HyperFusion: Hierarchical Multimodal Ensemble Learning for Social Media Popularity Prediction
Journal:
arXiv
Published Date:
Jul 1, 2025
Abstract
Social media popularity prediction plays a crucial role in content
optimization, marketing strategies, and user engagement enhancement across
digital platforms. However, predicting post popularity remains challenging due
to the complex interplay between visual, textual, temporal, and user behavioral
factors. This paper presents HyperFusion, a hierarchical multimodal ensemble
learning framework for social media popularity prediction. Our approach employs
a three-tier fusion architecture that progressively integrates features across
abstraction levels: visual representations from CLIP encoders, textual
embeddings from transformer models, and temporal-spatial metadata with user
characteristics. The framework implements a hierarchical ensemble strategy
combining CatBoost, TabNet, and custom multi-layer perceptrons. To address
limited labeled data, we propose a two-stage training methodology with
pseudo-labeling and iterative refinement.
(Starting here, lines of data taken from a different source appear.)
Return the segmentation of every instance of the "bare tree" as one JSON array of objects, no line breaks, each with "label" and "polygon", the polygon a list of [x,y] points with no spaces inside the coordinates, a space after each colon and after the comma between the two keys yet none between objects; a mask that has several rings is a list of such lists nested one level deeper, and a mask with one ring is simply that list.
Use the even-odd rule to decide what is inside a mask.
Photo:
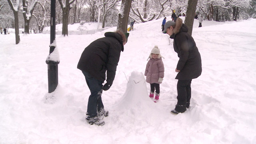
[{"label": "bare tree", "polygon": [[58,0],[62,10],[62,34],[64,36],[68,35],[68,16],[69,11],[71,9],[70,5],[76,0],[66,0],[65,5],[62,2],[62,0]]},{"label": "bare tree", "polygon": [[24,33],[25,34],[29,34],[29,24],[37,1],[33,0],[29,3],[27,0],[22,0],[23,10],[22,12],[24,18]]},{"label": "bare tree", "polygon": [[116,4],[117,2],[120,1],[121,0],[103,0],[102,28],[105,28],[105,22],[107,16],[107,13],[110,10],[116,5]]},{"label": "bare tree", "polygon": [[117,30],[123,32],[127,32],[127,25],[130,10],[132,5],[132,0],[122,0],[121,8],[118,14]]},{"label": "bare tree", "polygon": [[196,9],[197,1],[198,0],[188,0],[188,8],[187,8],[187,13],[185,18],[184,24],[188,26],[188,33],[190,36],[192,35],[193,24]]},{"label": "bare tree", "polygon": [[97,5],[96,0],[89,0],[87,2],[86,5],[90,10],[90,22],[95,22],[95,11],[97,9]]},{"label": "bare tree", "polygon": [[16,0],[16,3],[14,4],[11,0],[7,0],[11,9],[13,11],[13,14],[14,15],[14,29],[15,30],[15,40],[16,44],[18,44],[20,42],[20,32],[19,32],[19,17],[18,16],[18,10],[19,8],[19,0]]},{"label": "bare tree", "polygon": [[87,0],[76,0],[76,2],[77,2],[77,3],[76,3],[76,4],[77,4],[77,14],[76,15],[77,17],[77,22],[80,22],[81,21],[81,19],[80,19],[80,17],[81,17],[81,12],[82,12],[82,10],[83,9],[83,8],[84,7],[84,5],[85,5],[86,2],[87,2]]},{"label": "bare tree", "polygon": [[132,7],[132,10],[142,22],[152,20],[154,19],[158,19],[164,10],[164,5],[169,0],[138,1],[136,4],[133,5],[134,7],[134,6]]},{"label": "bare tree", "polygon": [[7,1],[0,0],[0,26],[7,29],[14,21],[13,12],[11,10]]},{"label": "bare tree", "polygon": [[50,20],[50,12],[47,10],[50,8],[50,1],[43,0],[38,1],[38,3],[39,5],[36,6],[33,16],[36,18],[39,33],[41,33],[44,30],[45,22]]}]

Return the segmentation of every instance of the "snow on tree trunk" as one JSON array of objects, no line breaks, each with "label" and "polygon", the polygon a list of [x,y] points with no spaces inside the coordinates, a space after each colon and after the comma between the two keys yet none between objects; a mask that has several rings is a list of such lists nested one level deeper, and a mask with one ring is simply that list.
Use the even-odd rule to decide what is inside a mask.
[{"label": "snow on tree trunk", "polygon": [[19,32],[19,17],[18,9],[19,8],[18,0],[16,1],[16,6],[14,6],[11,0],[7,0],[11,9],[13,12],[14,15],[14,30],[15,30],[15,41],[16,44],[18,44],[20,41],[20,32]]},{"label": "snow on tree trunk", "polygon": [[19,17],[18,11],[14,12],[13,14],[14,15],[14,29],[15,30],[15,40],[16,44],[18,44],[20,42],[20,32],[19,32]]},{"label": "snow on tree trunk", "polygon": [[63,13],[62,14],[62,34],[64,36],[68,35],[68,8],[64,8]]},{"label": "snow on tree trunk", "polygon": [[187,12],[184,23],[188,28],[188,33],[190,36],[192,35],[193,24],[194,23],[194,19],[195,17],[195,13],[196,9],[197,1],[198,0],[189,0],[188,2]]},{"label": "snow on tree trunk", "polygon": [[131,5],[132,0],[122,0],[121,8],[118,14],[117,29],[123,32],[127,32],[128,19]]}]

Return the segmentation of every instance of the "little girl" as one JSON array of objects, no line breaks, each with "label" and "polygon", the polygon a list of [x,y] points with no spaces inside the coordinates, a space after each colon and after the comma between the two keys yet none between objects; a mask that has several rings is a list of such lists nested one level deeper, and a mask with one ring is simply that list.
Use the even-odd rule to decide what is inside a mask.
[{"label": "little girl", "polygon": [[164,66],[162,60],[163,58],[160,54],[160,50],[155,46],[151,50],[145,70],[146,82],[150,84],[150,92],[149,97],[154,98],[156,89],[156,96],[154,102],[158,102],[160,94],[160,84],[162,83],[164,75]]}]

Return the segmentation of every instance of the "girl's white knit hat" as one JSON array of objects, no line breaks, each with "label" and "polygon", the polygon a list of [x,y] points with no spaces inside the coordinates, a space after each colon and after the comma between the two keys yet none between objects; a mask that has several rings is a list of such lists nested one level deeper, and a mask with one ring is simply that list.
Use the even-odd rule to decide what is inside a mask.
[{"label": "girl's white knit hat", "polygon": [[160,54],[160,49],[159,49],[159,48],[158,48],[158,47],[157,46],[155,46],[152,49],[152,50],[151,50],[151,52],[150,52],[150,54],[149,55],[149,56],[148,57],[148,58],[152,58],[152,54],[158,54],[158,55],[157,56],[157,58],[164,58]]}]

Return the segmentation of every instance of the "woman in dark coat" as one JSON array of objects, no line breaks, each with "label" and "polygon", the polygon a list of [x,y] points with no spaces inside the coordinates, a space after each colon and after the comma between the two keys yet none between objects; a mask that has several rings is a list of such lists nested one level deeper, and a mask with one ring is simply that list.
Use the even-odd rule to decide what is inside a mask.
[{"label": "woman in dark coat", "polygon": [[173,114],[184,112],[190,107],[191,98],[190,85],[192,79],[202,73],[201,56],[193,38],[188,33],[188,28],[178,18],[176,22],[169,21],[165,24],[163,32],[174,39],[173,47],[180,59],[175,72],[178,72],[175,79],[177,84],[178,102]]},{"label": "woman in dark coat", "polygon": [[[121,51],[127,41],[129,33],[120,31],[105,33],[85,48],[81,56],[77,68],[85,77],[90,90],[86,119],[90,124],[102,125],[102,116],[106,116],[101,99],[102,90],[108,90],[112,85]],[[107,82],[102,86],[106,80]]]}]

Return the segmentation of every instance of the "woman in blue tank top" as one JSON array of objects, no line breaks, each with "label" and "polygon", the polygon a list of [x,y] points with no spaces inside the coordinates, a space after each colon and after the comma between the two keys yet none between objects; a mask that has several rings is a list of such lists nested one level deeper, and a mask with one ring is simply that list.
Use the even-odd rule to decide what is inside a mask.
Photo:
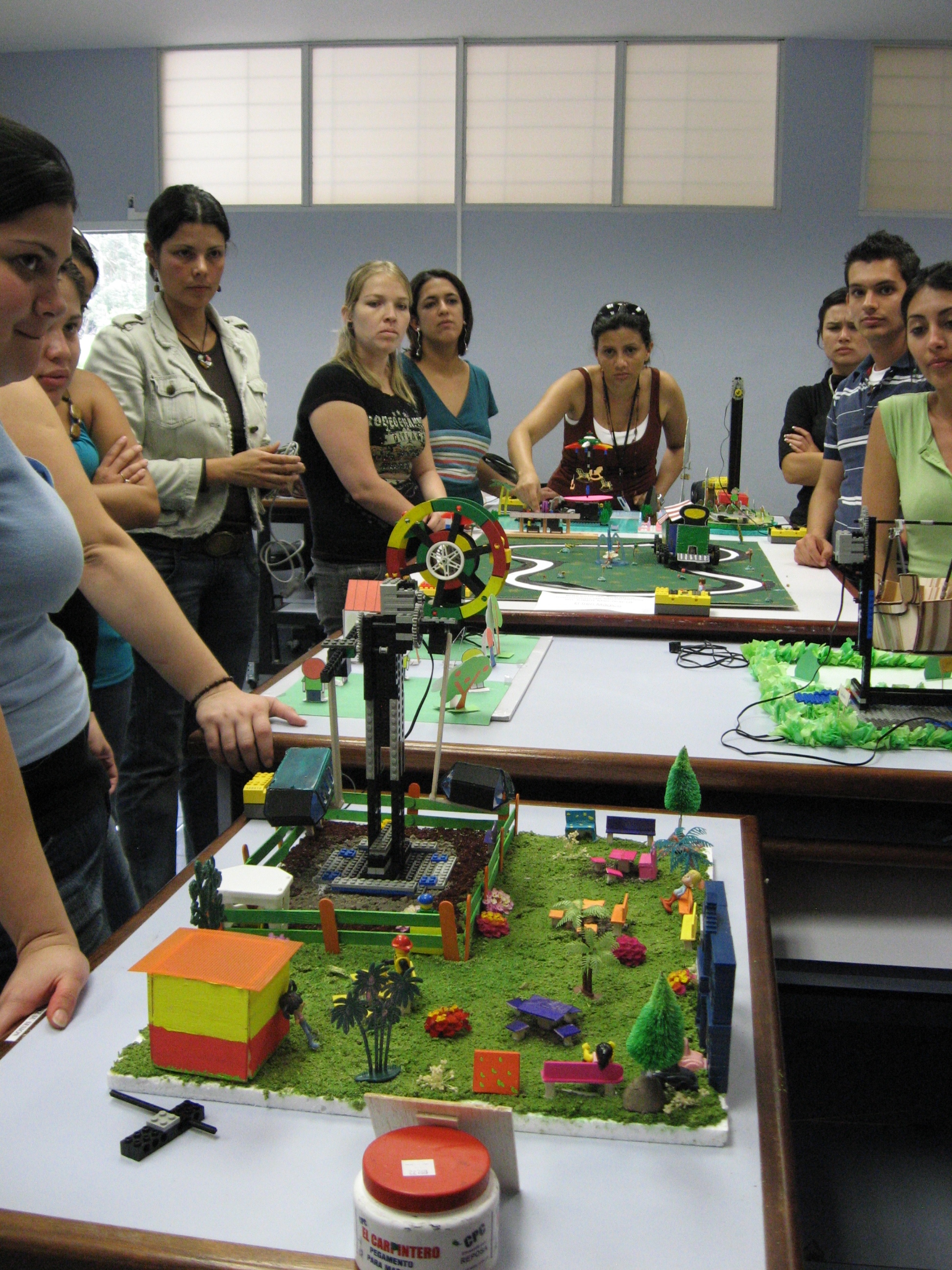
[{"label": "woman in blue tank top", "polygon": [[449,498],[482,503],[481,491],[499,485],[482,461],[499,409],[486,372],[462,357],[472,338],[470,296],[448,269],[424,269],[410,290],[410,357],[402,364],[423,392],[433,462]]},{"label": "woman in blue tank top", "polygon": [[[77,370],[83,312],[98,281],[95,258],[77,239],[74,231],[76,254],[60,272],[66,307],[43,339],[36,378],[109,516],[124,530],[151,528],[159,519],[159,495],[142,447],[112,389],[98,375]],[[133,669],[132,648],[99,617],[90,705],[117,762],[126,742]]]}]

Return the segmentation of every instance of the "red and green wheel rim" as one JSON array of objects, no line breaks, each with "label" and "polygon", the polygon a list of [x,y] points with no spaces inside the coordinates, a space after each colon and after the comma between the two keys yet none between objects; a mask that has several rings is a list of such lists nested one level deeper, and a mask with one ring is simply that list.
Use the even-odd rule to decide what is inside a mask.
[{"label": "red and green wheel rim", "polygon": [[[444,530],[432,532],[434,512],[452,513]],[[485,507],[465,498],[434,498],[411,507],[393,526],[387,544],[387,577],[420,577],[435,588],[426,611],[435,617],[475,617],[498,596],[509,573],[509,540]]]}]

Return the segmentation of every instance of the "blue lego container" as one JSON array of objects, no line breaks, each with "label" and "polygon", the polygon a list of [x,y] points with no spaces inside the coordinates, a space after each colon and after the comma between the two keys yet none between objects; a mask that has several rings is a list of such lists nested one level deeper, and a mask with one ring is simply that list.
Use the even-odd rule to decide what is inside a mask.
[{"label": "blue lego container", "polygon": [[330,749],[324,745],[289,749],[264,796],[264,815],[272,824],[317,824],[334,795]]}]

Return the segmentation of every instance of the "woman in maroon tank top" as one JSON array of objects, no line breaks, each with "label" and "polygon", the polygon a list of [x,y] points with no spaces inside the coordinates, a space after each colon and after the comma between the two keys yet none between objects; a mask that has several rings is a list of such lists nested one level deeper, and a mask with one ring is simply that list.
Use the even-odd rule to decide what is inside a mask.
[{"label": "woman in maroon tank top", "polygon": [[[553,494],[612,494],[640,507],[654,488],[659,497],[678,479],[684,461],[688,415],[677,381],[650,367],[651,325],[640,305],[613,301],[592,323],[597,366],[569,371],[509,437],[509,457],[519,474],[513,493],[536,511]],[[542,488],[532,462],[533,446],[564,420],[562,458]],[[656,467],[658,447],[665,453]],[[594,436],[607,448],[570,448]]]}]

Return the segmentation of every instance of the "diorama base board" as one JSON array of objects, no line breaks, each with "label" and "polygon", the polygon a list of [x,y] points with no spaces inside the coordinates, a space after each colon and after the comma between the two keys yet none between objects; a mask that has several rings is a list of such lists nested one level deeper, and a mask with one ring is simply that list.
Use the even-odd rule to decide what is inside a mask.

We introduce novel cross-modal
similarity measures and hierarchical clustering features that capture
inter-modal dependencies. Experimental results demonstrate that HyperFusion
achieves competitive performance on the SMP challenge dataset. Our team
achieved third place in the SMP Challenge 2025 (Image Track). The source code
is available at https://anonymous.4open.science/r/SMPDImage.